La démarche de Bruno Lemaire accrédite une en vogue, il y aurait des entreprises qui ne paient pas d’impôts. Périodiquement certains accusent les groupes pétroliers, la grande distribution, les banques ou les géants du numérique de ne pas participer loyalement au financement des services publics en France.

Or cette approche est partiale. Elle met l’accent sur certains aspects, en en occultant soigneusement d’autres. Il est vrai que certaines entreprises faisant peu, ou pas, de bénéfices en France contribuent peu, ou pas du tout, au titre de l’impôt sur les sociétés. Mais c’est parce qu’elles s’acquittent de cette obligation ailleurs, conformément aux conventions fiscales que nous avons négociées. Ces conventions sont bilatérales et nous profitons, en contrepartie, d’impôt sur les sociétés conséquents, acquittés par des groupes français ayant une activité en dehors de l’Hexagone. C’est donc biaisé de considérer qu’il conviendrait, dans le cas du numérique, de mettre en place une taxation spécifique contrebalançant les accords fiscaux que nous avons mis en place. On comprend donc la frilosité de nos voisins Allemands. Ils craignent naturellement des rétorsions de nos partenaires commerciaux et préfèrent avancer de façon concertée avec l’OCDE, au lieu de suivre la démarche de Bruno Lemaire. 
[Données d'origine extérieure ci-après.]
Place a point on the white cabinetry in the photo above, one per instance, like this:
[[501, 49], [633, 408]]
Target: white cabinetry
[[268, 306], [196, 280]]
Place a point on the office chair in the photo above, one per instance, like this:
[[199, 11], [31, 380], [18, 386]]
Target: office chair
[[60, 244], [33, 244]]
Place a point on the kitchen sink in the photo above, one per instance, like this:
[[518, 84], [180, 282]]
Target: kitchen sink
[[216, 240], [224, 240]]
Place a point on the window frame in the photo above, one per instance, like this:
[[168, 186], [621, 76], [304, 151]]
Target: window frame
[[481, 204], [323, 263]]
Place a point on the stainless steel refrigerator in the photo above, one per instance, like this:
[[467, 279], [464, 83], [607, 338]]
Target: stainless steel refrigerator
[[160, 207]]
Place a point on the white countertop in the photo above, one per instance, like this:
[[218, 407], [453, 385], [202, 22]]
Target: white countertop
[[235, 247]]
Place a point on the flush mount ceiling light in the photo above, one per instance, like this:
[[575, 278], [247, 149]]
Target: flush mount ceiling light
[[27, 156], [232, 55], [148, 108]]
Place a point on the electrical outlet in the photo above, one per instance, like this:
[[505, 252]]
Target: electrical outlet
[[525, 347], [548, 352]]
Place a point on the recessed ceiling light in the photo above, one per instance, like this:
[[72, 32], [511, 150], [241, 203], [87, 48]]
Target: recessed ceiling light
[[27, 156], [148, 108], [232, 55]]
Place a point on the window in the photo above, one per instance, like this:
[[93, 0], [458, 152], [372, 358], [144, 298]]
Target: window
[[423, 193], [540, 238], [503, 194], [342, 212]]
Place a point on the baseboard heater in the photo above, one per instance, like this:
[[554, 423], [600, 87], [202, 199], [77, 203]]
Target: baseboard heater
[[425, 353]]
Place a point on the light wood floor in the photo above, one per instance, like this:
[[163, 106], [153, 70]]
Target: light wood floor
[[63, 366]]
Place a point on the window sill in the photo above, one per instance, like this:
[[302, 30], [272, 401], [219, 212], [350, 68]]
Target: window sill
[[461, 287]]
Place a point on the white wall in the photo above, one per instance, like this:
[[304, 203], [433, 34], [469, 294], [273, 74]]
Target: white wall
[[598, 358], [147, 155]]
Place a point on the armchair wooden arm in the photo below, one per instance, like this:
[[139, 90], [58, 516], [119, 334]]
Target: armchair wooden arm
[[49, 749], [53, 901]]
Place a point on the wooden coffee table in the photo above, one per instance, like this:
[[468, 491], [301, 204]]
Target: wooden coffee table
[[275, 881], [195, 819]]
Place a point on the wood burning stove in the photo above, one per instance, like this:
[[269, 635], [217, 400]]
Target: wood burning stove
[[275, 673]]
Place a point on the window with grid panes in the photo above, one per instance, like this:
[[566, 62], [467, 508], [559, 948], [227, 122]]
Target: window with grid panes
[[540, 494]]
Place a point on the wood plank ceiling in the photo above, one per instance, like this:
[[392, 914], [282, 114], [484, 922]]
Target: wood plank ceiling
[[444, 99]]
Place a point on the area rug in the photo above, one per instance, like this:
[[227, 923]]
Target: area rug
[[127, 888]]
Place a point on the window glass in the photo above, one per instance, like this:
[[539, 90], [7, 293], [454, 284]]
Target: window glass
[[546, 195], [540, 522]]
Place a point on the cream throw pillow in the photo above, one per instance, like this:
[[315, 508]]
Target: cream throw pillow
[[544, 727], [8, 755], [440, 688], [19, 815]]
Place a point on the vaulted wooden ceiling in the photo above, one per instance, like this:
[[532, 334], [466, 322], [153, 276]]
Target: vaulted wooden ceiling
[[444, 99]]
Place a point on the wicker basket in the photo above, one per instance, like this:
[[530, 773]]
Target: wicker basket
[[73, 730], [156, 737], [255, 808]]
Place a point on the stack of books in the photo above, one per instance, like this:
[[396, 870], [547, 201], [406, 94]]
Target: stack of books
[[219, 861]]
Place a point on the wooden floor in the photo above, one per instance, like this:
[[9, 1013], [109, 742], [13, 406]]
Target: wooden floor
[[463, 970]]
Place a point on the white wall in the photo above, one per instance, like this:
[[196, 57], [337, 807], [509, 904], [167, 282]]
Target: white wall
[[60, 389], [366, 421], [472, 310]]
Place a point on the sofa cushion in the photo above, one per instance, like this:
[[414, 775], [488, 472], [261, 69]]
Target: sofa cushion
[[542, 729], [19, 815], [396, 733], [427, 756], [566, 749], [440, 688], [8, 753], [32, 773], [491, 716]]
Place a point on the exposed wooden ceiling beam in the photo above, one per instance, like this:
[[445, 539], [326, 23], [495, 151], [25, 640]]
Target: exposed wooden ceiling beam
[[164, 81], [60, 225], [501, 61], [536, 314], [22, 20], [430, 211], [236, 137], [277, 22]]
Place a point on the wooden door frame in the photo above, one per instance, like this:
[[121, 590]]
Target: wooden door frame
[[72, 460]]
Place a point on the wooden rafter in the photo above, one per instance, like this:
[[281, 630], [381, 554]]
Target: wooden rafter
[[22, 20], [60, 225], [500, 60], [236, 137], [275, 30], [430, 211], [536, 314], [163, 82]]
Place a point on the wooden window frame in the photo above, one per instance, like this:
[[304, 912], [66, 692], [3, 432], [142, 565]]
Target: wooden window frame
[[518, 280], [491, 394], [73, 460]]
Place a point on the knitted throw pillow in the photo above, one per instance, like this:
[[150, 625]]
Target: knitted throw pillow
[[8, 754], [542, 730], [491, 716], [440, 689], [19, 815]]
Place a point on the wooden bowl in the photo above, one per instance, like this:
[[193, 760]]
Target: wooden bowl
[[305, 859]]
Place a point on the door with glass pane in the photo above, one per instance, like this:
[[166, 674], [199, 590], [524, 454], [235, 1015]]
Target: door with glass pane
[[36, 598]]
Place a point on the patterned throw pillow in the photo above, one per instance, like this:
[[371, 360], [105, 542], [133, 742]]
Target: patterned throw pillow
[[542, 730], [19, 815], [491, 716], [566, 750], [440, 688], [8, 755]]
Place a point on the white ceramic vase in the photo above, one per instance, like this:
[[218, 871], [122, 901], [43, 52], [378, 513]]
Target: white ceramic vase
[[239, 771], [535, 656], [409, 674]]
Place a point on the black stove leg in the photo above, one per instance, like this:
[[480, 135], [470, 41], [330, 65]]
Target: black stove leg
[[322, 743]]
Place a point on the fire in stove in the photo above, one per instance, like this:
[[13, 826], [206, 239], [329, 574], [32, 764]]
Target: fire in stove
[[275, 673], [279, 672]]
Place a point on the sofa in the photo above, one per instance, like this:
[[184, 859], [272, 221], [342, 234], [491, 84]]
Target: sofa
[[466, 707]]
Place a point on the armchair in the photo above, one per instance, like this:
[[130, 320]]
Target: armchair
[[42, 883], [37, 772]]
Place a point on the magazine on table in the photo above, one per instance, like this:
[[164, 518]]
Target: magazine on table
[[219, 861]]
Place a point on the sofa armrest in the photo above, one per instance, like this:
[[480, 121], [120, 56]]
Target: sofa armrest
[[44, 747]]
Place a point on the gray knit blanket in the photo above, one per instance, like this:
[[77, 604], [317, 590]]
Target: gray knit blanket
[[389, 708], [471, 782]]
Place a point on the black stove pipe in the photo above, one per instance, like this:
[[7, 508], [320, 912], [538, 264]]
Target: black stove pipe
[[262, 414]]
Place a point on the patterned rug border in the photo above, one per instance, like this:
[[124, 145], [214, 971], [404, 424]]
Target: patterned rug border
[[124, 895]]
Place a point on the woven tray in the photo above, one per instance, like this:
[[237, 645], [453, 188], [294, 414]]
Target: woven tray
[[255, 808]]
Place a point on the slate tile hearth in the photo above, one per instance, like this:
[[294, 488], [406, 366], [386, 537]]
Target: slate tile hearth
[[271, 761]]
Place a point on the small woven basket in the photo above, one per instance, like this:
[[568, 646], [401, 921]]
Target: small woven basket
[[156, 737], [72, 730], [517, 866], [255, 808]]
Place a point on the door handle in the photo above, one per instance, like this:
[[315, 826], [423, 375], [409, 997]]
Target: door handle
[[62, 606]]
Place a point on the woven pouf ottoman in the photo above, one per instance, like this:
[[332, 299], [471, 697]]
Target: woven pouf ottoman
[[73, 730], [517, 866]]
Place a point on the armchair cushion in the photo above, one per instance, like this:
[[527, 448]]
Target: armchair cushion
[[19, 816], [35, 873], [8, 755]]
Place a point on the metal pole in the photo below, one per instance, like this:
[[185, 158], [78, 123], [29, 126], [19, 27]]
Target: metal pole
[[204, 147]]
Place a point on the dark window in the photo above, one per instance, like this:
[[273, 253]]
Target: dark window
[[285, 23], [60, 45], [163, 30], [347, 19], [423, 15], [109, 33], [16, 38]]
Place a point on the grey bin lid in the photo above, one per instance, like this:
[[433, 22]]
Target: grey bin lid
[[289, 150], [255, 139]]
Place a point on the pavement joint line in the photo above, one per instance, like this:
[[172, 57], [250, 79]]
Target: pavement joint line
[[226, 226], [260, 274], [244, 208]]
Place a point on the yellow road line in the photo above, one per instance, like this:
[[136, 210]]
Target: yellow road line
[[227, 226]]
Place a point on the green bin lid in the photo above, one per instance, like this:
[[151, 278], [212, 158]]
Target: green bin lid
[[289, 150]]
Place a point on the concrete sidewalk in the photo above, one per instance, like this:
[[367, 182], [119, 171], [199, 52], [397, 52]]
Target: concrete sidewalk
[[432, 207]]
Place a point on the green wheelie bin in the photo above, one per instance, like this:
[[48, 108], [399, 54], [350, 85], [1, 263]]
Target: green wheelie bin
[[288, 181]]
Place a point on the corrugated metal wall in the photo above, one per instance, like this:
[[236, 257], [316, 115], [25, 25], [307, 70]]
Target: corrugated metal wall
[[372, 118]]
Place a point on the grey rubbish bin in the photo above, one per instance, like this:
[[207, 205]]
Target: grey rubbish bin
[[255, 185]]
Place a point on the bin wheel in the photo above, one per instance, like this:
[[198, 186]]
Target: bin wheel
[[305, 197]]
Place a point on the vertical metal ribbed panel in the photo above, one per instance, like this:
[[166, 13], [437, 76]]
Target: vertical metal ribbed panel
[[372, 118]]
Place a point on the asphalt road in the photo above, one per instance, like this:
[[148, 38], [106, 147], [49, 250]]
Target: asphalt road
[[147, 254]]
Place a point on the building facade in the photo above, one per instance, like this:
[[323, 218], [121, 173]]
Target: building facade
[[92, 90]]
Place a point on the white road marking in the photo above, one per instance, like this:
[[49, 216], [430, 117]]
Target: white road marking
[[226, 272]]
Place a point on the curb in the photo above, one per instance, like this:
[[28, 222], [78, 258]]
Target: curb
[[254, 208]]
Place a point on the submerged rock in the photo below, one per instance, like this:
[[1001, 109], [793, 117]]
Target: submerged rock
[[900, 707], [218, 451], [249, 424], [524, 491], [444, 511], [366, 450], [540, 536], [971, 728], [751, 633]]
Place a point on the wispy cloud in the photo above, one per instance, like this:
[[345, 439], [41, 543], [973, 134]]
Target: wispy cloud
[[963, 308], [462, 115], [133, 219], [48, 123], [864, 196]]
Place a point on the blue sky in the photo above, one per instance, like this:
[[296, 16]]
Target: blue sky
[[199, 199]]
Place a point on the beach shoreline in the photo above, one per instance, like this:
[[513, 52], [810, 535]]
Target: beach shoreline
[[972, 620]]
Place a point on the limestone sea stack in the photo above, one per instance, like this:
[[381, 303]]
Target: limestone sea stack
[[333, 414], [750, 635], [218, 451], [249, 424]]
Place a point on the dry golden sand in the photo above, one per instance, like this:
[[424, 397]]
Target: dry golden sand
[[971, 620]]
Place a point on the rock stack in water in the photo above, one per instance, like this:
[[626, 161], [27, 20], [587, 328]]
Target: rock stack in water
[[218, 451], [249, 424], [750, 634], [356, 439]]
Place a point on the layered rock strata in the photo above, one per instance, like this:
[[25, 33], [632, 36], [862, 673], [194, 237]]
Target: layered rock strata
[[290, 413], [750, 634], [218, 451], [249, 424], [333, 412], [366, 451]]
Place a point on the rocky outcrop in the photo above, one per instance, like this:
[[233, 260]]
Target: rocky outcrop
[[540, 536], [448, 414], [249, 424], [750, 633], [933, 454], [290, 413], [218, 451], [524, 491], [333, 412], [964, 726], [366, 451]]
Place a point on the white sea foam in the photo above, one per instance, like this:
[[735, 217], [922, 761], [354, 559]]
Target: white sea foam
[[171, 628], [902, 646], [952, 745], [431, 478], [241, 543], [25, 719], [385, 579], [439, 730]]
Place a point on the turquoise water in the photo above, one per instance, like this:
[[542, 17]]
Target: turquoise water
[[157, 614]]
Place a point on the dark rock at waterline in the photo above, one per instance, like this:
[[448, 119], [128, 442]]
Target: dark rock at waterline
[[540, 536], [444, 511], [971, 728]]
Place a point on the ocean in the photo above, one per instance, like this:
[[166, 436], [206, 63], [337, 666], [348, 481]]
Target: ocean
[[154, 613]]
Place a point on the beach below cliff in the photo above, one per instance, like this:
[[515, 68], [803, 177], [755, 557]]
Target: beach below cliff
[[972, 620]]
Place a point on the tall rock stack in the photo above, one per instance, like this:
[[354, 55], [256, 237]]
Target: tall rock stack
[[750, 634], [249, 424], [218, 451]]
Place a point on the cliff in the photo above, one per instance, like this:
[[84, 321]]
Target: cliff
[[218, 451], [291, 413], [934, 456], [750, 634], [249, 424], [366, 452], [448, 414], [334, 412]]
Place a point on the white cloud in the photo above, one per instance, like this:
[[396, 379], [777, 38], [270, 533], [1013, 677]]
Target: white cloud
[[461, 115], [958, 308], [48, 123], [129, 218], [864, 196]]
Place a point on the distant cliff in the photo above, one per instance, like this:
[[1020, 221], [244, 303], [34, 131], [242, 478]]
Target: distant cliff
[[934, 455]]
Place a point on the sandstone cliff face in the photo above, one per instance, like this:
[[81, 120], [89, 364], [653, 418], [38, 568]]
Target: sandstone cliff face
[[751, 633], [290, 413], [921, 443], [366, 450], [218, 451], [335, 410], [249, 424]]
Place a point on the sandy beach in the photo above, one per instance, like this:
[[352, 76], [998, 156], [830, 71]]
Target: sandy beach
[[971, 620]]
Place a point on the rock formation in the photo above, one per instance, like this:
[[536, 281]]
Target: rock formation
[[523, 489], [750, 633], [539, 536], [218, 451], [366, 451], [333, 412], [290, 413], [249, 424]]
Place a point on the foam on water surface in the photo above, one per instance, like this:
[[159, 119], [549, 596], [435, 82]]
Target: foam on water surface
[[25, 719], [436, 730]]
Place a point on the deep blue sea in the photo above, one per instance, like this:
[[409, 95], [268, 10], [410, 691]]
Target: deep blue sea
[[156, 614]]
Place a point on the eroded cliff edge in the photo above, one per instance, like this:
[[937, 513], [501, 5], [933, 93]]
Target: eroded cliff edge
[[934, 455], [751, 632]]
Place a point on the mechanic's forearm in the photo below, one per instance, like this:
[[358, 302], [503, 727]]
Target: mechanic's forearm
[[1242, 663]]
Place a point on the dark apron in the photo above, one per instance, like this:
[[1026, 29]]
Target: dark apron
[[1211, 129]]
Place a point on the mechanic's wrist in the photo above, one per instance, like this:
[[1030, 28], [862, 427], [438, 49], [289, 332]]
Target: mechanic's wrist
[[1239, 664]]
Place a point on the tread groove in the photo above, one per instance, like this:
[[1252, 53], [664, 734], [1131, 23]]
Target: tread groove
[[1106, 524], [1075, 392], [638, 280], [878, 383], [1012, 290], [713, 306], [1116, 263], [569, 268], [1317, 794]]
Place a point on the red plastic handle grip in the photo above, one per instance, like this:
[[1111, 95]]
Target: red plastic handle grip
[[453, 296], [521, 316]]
Et surtout, il faudrait cesser de prendre l’impôt sur les sociétés comme un baromètre représentatif de la fiscalité. L’analyse des recettes publiques françaises montre que ce n’est pas légitime. Les entreprises contribuent chaque année avec plus de 410 milliards d’euros de charges et de taxes. Elles emploient des salariés au titre desquels la collectivité encaisse près de 270 milliards de cotisations sociales. Cela représente 12 % du PIB, le record européen. Elles s’acquittent aussi d’autres impôts de production à hauteur de 105 milliards. A côté de cela nous sommes relativement moins gourmands en termes d’impôt sur les bénéfices, avec 35 milliards par an, déduction faite du CICE. C’est moins de 10 % de la contribution fiscale et sociale des entreprises en France. Si notre impôt sur les bénéfices rapporte moins que chez nos voisins, ce n’est pas à cause du numérique. C’est parce que, tous secteurs confondus, les charges et impôts en amont du résultat sont si importants que cela nuit au rendement de la taxation sur les bénéfices. 

Quelle serait selon vous la priorité en termes de fiscalité ?

C’est d’arrêter de raisonner spécifique et de voir global. L’épisode des gilets jaunes montre clairement que déplacer la fiscalité entre acteurs, en créant des règles particulières n’est pas la solution. Déplacer sans cesse le ‘fardeau’ fiscal génère des mécontentements et nous détourne de l’enjeu pour la société française : organiser en bon ordre la baisse des dépenses publique, sans utiliser des techniques de rabot contre-productives et multipliant les mécontentements.

En matière d’entreprises, le seul enjeu est de rééquilibrer la pression fiscale entre ce qui est prélevé avant la réalisation des bénéfices et après. Chez nous, plus de 90 % de la fiscalité est prélevé en amont des résultats, via les charges sociales et les impôts de productions. C’est 80 % en moyenne dans l’Union européenne, ce qui représente un écart injustifiable.

Il est fondamental de réaligner les intérêts des entreprises et des collectivités publiques, en s’assurant que ces dernières ne sont pas insensibles aux performances ou contre-performances des entreprises. Cela nous éviterait de tomber dans un travers français consistant à sur-fiscaliser les entreprises, puis à développer des mécanismes particuliers censés ensuite ‘aider’ certaines à surmonter ce handicap. Faire en sorte que les intérêts des acteurs convergent relève du pragmatisme. C’est aussi conforme aux ‘stabilisateurs automatiques’ dont nous nous prévalons souvent. L’action de l’Etat est censée être contracyclique, avec des recettes pouvant baisser en période de crise, et remonter quand la conjoncture est bonne. Là sont les vrais enjeux pour la France de demain, pour retrouver la croissance et créer de l’emploi.